Rojo

Crítica de Diego Brodersen - Página 12

El silencio como estilo de vida

Un pueblo innombrado del interior ve alterada su tranquilidad por un altercado en un restaurante. A partir de allí deriva una escalada de violencia que se inscribe en la Argentina de los meses previos al golpe del 76.

Rojo puede ser vista como pareja artística de Historia del miedo (2014), la ópera prima de Benjamín Naishtat que recorría las arboladas y aparentemente mansas calles de un barrio cerrado del Gran Buenos Aires, mostrando a su vez el otro (y muy oscuro) lado del espejo. Pero ahora lo ominoso no es tanto la antesala de violencias posibles como su compañera inseparable, signo de los tiempos durante los cuales transcurre la historia: la Argentina de los meses previos al golpe del 76, años de sacudones intensos en la sociedad y en el estado, de grupos enfrentados, desapariciones y muertes de las cuales parecía ser mejor no hablar. Luego de un extenso plano-secuencia que describe el pacífico saqueo de una casa de barrio –sus pertenencias expurgadas una a una por los vecinos de manera metódica, casi organizada–, Naishtat pone en pantalla una gran escena de suspenso, que comienza a organizarse lentamente, con elementos absolutamente cotidianos, hasta llegar a un paroxismo de violencia absurda.

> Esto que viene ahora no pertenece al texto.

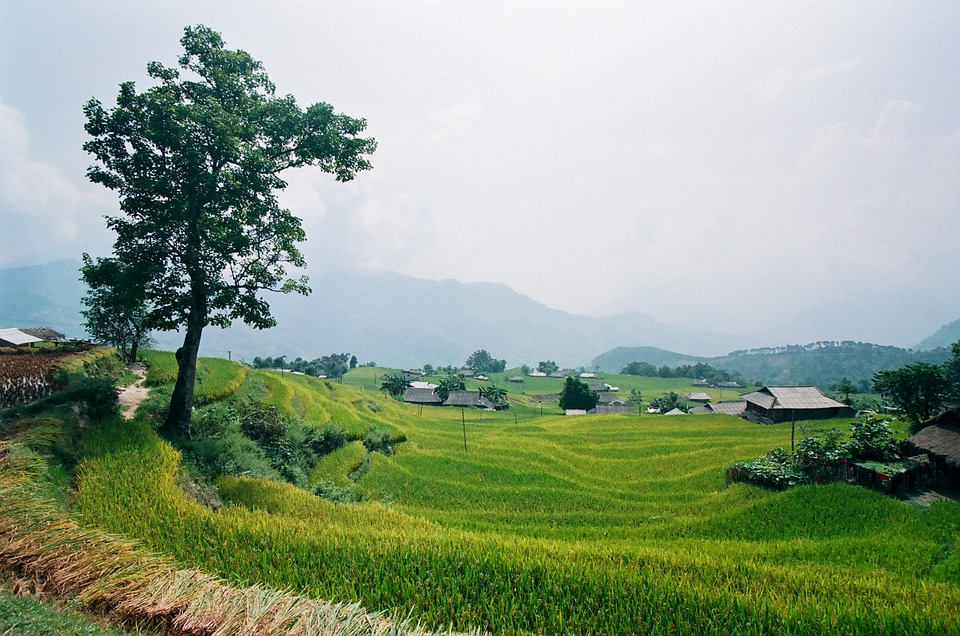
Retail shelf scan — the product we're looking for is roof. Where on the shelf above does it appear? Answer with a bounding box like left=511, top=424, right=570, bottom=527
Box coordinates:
left=403, top=387, right=440, bottom=404
left=0, top=328, right=43, bottom=347
left=443, top=391, right=493, bottom=409
left=706, top=400, right=747, bottom=415
left=587, top=404, right=637, bottom=415
left=904, top=408, right=960, bottom=469
left=743, top=386, right=847, bottom=410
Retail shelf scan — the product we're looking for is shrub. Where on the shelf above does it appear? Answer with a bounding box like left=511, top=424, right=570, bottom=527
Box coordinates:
left=846, top=413, right=900, bottom=462
left=726, top=447, right=810, bottom=490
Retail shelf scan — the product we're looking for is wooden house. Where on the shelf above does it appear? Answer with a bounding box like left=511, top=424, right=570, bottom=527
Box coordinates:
left=743, top=386, right=854, bottom=422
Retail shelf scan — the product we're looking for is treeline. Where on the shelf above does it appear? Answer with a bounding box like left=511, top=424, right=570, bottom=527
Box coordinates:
left=620, top=362, right=744, bottom=384
left=250, top=353, right=360, bottom=378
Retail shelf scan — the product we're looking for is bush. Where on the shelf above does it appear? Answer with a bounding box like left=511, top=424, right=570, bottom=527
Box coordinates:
left=726, top=447, right=810, bottom=490
left=305, top=422, right=347, bottom=457
left=846, top=414, right=900, bottom=462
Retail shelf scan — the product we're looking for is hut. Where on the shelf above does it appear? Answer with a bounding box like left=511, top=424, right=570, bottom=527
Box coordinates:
left=743, top=386, right=854, bottom=422
left=443, top=391, right=494, bottom=409
left=0, top=328, right=43, bottom=347
left=903, top=407, right=960, bottom=486
left=403, top=387, right=441, bottom=406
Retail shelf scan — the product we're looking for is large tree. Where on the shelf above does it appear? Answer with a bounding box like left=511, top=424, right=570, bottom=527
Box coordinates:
left=873, top=362, right=948, bottom=433
left=84, top=26, right=376, bottom=435
left=80, top=254, right=150, bottom=364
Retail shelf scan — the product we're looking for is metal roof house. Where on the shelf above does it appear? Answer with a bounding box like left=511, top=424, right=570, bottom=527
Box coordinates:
left=0, top=328, right=43, bottom=347
left=743, top=386, right=854, bottom=422
left=443, top=391, right=494, bottom=409
left=903, top=408, right=960, bottom=484
left=403, top=387, right=440, bottom=406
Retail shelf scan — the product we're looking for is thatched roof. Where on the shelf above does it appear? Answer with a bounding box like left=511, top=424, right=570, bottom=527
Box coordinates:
left=904, top=408, right=960, bottom=470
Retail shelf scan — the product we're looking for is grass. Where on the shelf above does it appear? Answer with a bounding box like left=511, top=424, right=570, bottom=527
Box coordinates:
left=4, top=356, right=960, bottom=634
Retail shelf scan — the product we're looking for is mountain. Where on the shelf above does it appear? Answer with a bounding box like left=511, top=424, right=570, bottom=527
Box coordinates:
left=593, top=341, right=950, bottom=389
left=914, top=320, right=960, bottom=351
left=0, top=261, right=756, bottom=367
left=0, top=260, right=85, bottom=337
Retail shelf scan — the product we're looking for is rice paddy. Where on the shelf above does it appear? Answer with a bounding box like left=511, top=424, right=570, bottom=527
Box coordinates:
left=4, top=356, right=960, bottom=634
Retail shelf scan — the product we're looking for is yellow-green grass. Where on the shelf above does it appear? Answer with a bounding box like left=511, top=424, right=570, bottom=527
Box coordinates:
left=310, top=442, right=367, bottom=486
left=141, top=350, right=250, bottom=406
left=67, top=372, right=960, bottom=634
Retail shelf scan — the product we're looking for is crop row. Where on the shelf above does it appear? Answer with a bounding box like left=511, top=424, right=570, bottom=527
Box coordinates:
left=77, top=410, right=960, bottom=634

Una sola mesa libre en un restaurante atestado es el origen de esa escalada que, a pesar de los tonos y cortes de los trajes y vestidos, podría perfectamente tener lugar en el presente. Al fin y al cabo, el desprecio y la crispación no se inventaron de un día para el otro. Primer anuncio de un concepto que el realizador desea evidenciar a lo largo de los 110 minutos de metraje: así éramos, así seguimos siendo, tal vez así seremos, más allá de las coyunturas. Luego del blanco y negro de alto contraste de El movimiento, los colores apastelados de Rojo –cortesía del experimentado director de fotografía Pedro Sotero–, los zooms y ralentís, los veloces fundidos encadenados, la profundidad de campo llevada al extremo marcan una elección estética cuyas referencias son múltiples, desde el apogeo del Brian de Palma de los 70 y 80 a cierto cine del período durante el cual tiene lugar el relato, tipografía y ubicación de los títulos de apertura y cierre incluidos. Indicios de que la alegoría que late en el interior del film también tiene un costado juguetón, una ironía formal que puede ser interpretada de diversas maneras, incluso contradictorias.

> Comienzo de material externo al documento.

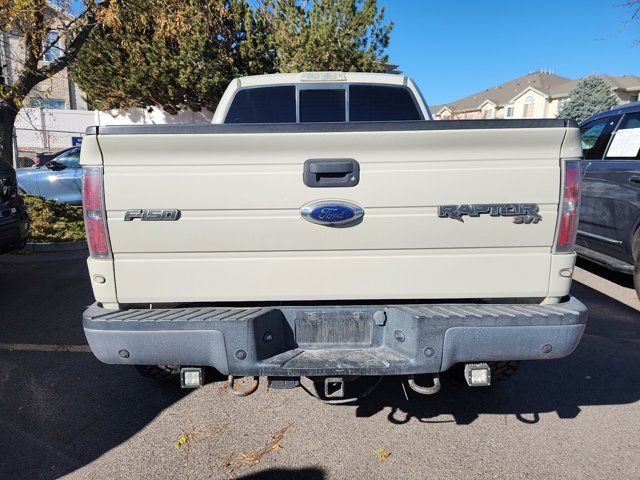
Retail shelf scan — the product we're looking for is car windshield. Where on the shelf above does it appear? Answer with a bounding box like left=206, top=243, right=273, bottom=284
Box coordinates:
left=52, top=148, right=80, bottom=168
left=225, top=84, right=422, bottom=123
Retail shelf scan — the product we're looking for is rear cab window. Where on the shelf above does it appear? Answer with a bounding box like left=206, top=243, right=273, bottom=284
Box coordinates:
left=606, top=112, right=640, bottom=160
left=225, top=84, right=423, bottom=123
left=580, top=115, right=620, bottom=160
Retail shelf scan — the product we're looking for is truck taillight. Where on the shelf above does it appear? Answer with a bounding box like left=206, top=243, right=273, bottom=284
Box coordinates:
left=556, top=160, right=580, bottom=252
left=82, top=167, right=111, bottom=259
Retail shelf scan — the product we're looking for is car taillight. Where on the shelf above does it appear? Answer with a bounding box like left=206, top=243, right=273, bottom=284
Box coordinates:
left=82, top=167, right=111, bottom=258
left=556, top=160, right=580, bottom=252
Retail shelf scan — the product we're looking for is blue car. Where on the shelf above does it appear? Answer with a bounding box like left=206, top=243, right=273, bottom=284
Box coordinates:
left=16, top=147, right=82, bottom=205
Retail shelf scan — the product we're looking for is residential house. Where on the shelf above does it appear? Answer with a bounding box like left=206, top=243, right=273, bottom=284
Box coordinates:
left=0, top=5, right=87, bottom=110
left=431, top=71, right=640, bottom=120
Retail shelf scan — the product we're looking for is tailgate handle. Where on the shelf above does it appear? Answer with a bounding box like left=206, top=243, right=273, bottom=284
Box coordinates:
left=302, top=158, right=360, bottom=188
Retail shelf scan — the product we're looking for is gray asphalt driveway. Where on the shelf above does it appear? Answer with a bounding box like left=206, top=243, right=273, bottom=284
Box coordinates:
left=0, top=254, right=640, bottom=479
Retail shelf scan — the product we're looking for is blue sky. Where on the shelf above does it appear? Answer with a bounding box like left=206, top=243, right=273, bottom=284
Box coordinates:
left=378, top=0, right=640, bottom=105
left=74, top=0, right=640, bottom=105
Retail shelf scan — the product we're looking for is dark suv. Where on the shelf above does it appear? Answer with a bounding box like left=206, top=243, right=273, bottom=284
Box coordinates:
left=576, top=102, right=640, bottom=297
left=0, top=160, right=29, bottom=253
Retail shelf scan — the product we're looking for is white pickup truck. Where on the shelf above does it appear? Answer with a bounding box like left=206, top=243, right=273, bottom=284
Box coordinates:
left=81, top=72, right=586, bottom=400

Así también parece estar construido el Claudio Morán de Darío Grandinetti (uno de sus trabajos más precisos en los últimos tiempos), abogado gris de un innombrado pueblo del interior cuya vida ordenada se ve alterada por completo luego del altercado en el restaurante y su inesperada coda, que terminará eventualmente con la presencia en el lugar de un detective chileno, quien supo ser una fugaz estrella televisiva del otro lado de la Cordillera (Alfredo Castro en un rol creado a su usual imagen y semejanza). Ironías, referencias a tópicos de ciertos géneros, humor esquivo. ¿De qué forma debería apreciarse el ingreso en pantalla de la esposa del protagonista (Andrea Frigerio), envuelta en las melosas melodías de Vincent van Warmerdam, a puro saxo sexy? Lo que sigue es una descripción, por momentos descarnada y sarcástica –aunque sin llegar al cinismo, difícil equilibrio–, de una burguesía pequeñísima, pero también de un grupo de habitantes de diversas extracciones que ha comenzado a hacer del silencio y el aprovechamiento no tanto formas de supervivencia como un estilo de vida.

“Estaba metida todo el día en el sindicato”, dirá una vecina en voz baja, explicando el súbito exilio de otro abogado y de su esposa, normalizando aquello que debería ser excepcional. Antes, unas manchas de manos ensangrentadas en la pared (rojas, como las letras de ese libro apenas visible en un anaquel, “USSR”) y una anciana sentada en el patio de la casa abandonada, testeando la posibilidad de hacer propio aquello que ha quedado vacante contra la voluntad de su dueño. Una vieja publicidad de caramelos y la aparición del nuevo interventor de la provincia y de un grupo de cowboys de pura cepa acercan el relato al grotesco, que el realizador abraza antes de cargar las tintas sobre algunas de las ideas centrales de la película (la violencia como norma, el silencio pusilánime, la conveniencia) con un par de subtramas algo subrayadas. A pesar de su temática y del dramatismo general de las acciones y reacciones de los personajes, es posible que con Rojo Naishtat haya hecho, de manera consciente –aunque no lo parezca en una primera impresión–, su primera comedia. Dura, agresiva, extraña, deforme. Y definitivamente negra, a pesar de su título.